Он снова зевнул. «Бедный, — подумала Жанна, — ему, наверное, также до смерти хочется спать, а эти женщины прицепились к нему с какой‑то Жанной… Жанной… Это же меня звали Жанна — когда‑то давным давно, когда я жила совсем в другом месте, где было светло и красиво и всегда пахло цветами и свежестью… и я любила кого‑то… Почему же я ничего не помню?»
— Пойдем, Альмира, — сказала женщина у двери. Голос ее погас, стал бесцветным и тихим, словно из него ушла вся жизнь. — Пойдем, не тревожь больного человека…
Жанна открыла глаза. Ярко горела лампочка под потолком, и в ее безжалостном свете она увидела девушку со смутно знакомым скуластым лицом, сидевшую на корточках напротив кровати, высокого мужчину, стоявшего у нее за спиной, и худую сутуловатую женщину с измученными, больными глазами. Все трое смотрели на нее, словно чего‑то ожидая.

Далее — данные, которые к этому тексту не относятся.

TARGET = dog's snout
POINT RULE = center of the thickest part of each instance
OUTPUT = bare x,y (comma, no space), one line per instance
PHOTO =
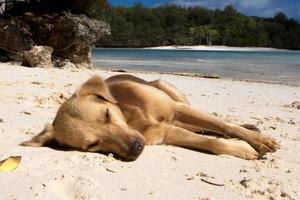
136,149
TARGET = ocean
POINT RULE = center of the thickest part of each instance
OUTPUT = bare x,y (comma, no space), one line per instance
263,66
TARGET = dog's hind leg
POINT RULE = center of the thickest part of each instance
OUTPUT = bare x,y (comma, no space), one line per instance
181,137
185,114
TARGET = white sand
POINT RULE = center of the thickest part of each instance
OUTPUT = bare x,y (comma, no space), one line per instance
30,97
215,48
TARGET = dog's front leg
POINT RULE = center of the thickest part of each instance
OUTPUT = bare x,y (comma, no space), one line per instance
186,114
181,137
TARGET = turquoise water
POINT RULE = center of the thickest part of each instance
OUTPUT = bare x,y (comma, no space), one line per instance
267,66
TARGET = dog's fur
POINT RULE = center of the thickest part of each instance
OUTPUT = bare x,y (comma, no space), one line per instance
123,113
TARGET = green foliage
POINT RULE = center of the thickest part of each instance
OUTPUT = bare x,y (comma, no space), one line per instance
138,26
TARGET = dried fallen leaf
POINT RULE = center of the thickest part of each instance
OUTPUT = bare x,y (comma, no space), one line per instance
10,163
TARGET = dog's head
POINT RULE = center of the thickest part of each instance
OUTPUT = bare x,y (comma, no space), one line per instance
91,120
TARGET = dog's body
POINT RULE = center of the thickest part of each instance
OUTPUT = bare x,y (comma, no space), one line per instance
123,113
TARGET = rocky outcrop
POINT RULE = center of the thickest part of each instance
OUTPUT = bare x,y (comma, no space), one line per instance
70,36
38,56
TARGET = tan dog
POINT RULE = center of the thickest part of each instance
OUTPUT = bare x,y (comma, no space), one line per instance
123,113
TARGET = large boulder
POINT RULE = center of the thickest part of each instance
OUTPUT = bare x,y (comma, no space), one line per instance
38,56
15,38
70,36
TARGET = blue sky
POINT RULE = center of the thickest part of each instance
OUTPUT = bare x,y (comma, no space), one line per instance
263,8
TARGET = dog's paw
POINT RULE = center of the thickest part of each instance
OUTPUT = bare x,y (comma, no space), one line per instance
264,144
239,148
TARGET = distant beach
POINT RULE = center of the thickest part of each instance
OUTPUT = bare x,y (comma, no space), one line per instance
215,48
248,64
30,97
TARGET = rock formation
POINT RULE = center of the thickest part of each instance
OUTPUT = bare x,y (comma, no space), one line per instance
70,36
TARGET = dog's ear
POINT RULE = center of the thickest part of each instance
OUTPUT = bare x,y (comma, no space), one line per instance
44,138
96,86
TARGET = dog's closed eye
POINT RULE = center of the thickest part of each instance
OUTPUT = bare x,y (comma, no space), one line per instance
93,145
107,115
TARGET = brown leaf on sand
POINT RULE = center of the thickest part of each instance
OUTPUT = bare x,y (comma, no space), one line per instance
10,163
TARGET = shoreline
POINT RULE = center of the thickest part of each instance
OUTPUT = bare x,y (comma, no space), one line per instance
30,97
196,75
215,48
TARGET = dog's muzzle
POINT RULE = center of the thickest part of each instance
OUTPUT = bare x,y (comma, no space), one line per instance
136,149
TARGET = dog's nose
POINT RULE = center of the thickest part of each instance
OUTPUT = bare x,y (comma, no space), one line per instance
136,149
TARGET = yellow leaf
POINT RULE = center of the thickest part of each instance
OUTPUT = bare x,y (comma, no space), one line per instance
10,163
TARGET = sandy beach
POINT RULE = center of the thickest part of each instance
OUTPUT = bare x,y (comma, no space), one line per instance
215,48
30,97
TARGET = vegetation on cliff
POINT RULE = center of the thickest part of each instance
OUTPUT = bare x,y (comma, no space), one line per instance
138,26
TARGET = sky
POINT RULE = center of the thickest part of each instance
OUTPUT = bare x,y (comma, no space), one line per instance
261,8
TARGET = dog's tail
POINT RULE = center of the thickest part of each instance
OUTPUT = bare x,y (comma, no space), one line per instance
42,139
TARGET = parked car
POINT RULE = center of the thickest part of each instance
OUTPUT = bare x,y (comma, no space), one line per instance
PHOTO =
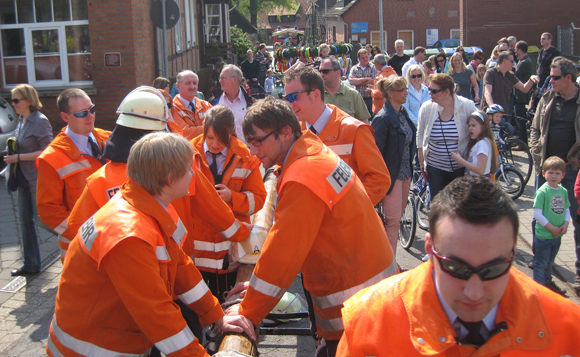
8,122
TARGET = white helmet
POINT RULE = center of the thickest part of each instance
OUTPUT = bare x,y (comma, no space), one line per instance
144,108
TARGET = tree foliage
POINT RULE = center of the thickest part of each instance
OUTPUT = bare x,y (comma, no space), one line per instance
241,42
251,8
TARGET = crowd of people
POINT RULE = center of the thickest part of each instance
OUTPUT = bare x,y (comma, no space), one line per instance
146,213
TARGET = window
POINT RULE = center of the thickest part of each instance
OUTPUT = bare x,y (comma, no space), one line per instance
409,37
454,34
213,17
45,42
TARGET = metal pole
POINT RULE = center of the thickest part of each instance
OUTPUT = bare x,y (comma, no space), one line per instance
382,42
164,52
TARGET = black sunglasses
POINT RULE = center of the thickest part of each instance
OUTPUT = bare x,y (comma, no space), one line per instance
258,142
84,113
464,271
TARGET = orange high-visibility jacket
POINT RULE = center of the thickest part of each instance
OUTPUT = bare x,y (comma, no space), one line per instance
62,173
325,227
191,123
378,99
242,176
115,293
402,316
354,142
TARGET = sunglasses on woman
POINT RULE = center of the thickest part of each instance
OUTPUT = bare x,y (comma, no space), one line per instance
84,113
464,271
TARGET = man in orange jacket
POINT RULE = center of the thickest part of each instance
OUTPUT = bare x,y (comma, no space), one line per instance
64,165
188,110
467,300
319,197
348,137
115,294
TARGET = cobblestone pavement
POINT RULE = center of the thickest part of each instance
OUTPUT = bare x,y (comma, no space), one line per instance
27,307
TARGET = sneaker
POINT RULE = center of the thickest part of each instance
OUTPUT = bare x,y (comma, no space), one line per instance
555,288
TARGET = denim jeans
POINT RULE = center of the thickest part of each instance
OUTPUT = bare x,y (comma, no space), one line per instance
438,178
27,214
568,183
546,251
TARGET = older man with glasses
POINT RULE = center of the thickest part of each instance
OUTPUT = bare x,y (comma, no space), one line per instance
467,299
63,167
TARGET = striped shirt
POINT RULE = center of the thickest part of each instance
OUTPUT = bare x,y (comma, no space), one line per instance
442,142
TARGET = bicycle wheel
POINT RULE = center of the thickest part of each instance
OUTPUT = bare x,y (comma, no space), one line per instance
519,157
408,225
423,207
511,181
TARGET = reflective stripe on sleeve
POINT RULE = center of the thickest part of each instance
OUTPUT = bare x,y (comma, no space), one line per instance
63,226
209,263
266,288
251,202
212,247
228,233
179,233
329,325
336,299
243,173
176,342
194,294
162,253
73,167
86,348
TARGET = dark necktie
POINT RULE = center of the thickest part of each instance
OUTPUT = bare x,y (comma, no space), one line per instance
96,152
213,166
474,336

— Проснулась, — громко прошипела скуластая, обернувшись к остальным, и снова повернулась к Жанне. — Здравствуйте, меня зовут Альмира, я подруга Жанны. Вы помните Жанну?
Жанна медленно опустила ресницы. Почему эта девушка задает ей такие глупые вопросы? Ей показалось, что какие‑то смутные воспоминания понемногу проступают сквозь пелену белого забвения. Вот та женщина с усталым и несчастным лицом… сколько раз она склонялась над кроваткой маленькой Жанны?..
— Мама, — прошептала она, чувствуя, как из глаз начинают литься крупные неудержимые слезы, — мама…
— Ничего она нам не скажет. — Женщина отвернулась. — Пойдем, Альмира, только время зря тратим…
— Неужели не помните? — не сдавалась скуластая Альмира. — Такая красивая, с пушистыми белыми волосами, классная такая девочка?
— Это я. — Жанна постаралась произнести это как можно более отчетливо, но получился неразборчивый шепот. — Это я — Жанна…
— Ну, извините, — с сожалением сказала Альмира, выпрямляясь во весь рост и зачем‑то отряхивая колени. — Да, не хотелось бы мне заболеть склерозом…
— В милицию мы все равно обратимся, имейте в виду, — повернулась она к мужчине. — Так что для вас это так просто не закончится, не надейтесь…
— Не буду вам препятствовать, — ответил мужчина и снова зевнул. — Но на сегодня, надеюсь, у вас все?
— До свидания. — Альмира вдруг вновь наклонилась и заглянула Жанне прямо в глаза. — Не сердитесь на нас, хорошо?
Скрипнули половицы, щелкнул выключатель — свет погас. Мама, Альмира и зевающий мужчина исчезли из мира Жанны.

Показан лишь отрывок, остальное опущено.